Mönchengladbach Die ersten Schritte in den Beruf

Mönchengladbach · Busfahren wollte Julia Broicher schon immer. Ihr ganz großer Traum. Bereits als Kind ist sie im Linienbus bei ihrem Vater mitgefahren. "Leider durfte ich damals nicht selbst ans Steuer, aber das werde ich ja jetzt nachholen können", sagt die 19-Jährige lächelnd. Sie ist eine von insgesamt 18 Auszubildenden, die am Montag bei der NVV ihre Lehre in verschiedenen Berufen begonnen haben.

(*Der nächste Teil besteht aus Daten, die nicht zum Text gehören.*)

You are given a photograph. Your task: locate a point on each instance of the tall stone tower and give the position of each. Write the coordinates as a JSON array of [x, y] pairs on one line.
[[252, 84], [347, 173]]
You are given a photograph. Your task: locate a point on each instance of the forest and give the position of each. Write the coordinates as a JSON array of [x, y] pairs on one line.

Drei Jahre wird Julia Broicher die Ausbildung zur Fachkraft im Fahrbetrieb durchlaufen, einem Berufsfeld, das nach wie vor als ungewöhnlich für Frauen gilt. Dabei lernt die Abiturientin die Arbeit in unterschiedlichen Abteilungen kennen, unter anderem in der Leitstelle und den Werkstätten. Und natürlich wird sie ihren Busführerschein machen, um dann, genau wie ihr Vater, bei der NVV-Tochtergesellschaft Möbus im Fahrbetrieb arbeiten zu können.

Austausch mit den Kunden

"Dieses Jahr bilden wir das erste Mal eine Fachkraft im Fahrbetrieb aus", sagt Werner Briefs, Personal- und Ausbildungsleiter des Unternehmens. Hinzu kommt außerdem erstmals ein Platz für die Lehre zur Fachkraft im Bereich Dialogmarketing. Was zunächst ein wenig schwülstig klingt, meint hauptsächlich das Beantworten von Kundenanfragen und -reklamationen im betriebseigenen Callcenter. Ramona Brandt hat diesen ersten Platz ergattert. "Ich bin sehr glücklich", sagt sie und freut sich vor allem auf den regen telefonischen Austausch mit den Kunden.

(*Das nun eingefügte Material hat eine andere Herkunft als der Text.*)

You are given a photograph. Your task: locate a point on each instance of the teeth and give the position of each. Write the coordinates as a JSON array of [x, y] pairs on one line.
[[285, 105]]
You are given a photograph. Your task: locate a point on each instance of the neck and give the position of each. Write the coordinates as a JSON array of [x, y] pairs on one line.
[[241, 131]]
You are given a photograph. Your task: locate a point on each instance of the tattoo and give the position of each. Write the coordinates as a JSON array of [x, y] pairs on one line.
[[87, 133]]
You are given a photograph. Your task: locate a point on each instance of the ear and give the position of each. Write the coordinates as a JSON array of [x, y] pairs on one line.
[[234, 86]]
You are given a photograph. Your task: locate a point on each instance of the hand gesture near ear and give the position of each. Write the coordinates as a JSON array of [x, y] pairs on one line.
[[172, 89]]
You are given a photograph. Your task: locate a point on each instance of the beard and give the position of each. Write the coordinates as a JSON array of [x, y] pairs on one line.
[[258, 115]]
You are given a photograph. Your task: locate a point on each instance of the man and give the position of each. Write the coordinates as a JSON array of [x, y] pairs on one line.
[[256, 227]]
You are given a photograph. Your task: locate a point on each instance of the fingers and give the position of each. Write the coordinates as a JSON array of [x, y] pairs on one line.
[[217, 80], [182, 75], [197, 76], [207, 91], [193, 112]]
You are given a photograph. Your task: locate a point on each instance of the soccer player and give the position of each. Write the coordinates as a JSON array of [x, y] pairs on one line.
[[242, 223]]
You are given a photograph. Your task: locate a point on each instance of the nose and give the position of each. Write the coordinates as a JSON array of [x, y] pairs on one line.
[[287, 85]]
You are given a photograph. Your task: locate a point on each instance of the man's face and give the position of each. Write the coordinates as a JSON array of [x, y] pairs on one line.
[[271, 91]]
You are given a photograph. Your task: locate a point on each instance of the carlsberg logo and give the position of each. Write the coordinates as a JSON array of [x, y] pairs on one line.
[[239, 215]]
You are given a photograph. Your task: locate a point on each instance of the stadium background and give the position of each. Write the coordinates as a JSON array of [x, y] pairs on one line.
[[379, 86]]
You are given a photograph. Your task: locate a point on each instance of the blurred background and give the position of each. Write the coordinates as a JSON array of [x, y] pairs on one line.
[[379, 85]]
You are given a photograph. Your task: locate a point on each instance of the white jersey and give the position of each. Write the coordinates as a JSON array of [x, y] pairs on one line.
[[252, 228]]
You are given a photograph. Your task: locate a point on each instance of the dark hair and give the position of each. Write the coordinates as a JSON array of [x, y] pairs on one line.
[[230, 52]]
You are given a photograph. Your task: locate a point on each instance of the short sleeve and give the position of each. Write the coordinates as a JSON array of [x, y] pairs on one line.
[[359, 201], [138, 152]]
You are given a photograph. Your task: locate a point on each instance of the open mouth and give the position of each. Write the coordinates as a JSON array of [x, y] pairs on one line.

Aber auch in den klassischen Berufen bildet die NVV aus. Einen Platz als angehender Anlagenmechaniker konnte sich Nico Norbisrath sichern. Nach mehr als 150 verschickten Bewerbungen hat der 20-Jährige hier endlich eine Chance bekommen. Als er in seinem Heimatort Krefeld nur Absagen bekam, bewarb er sich notgedrungen in der ganzen Region.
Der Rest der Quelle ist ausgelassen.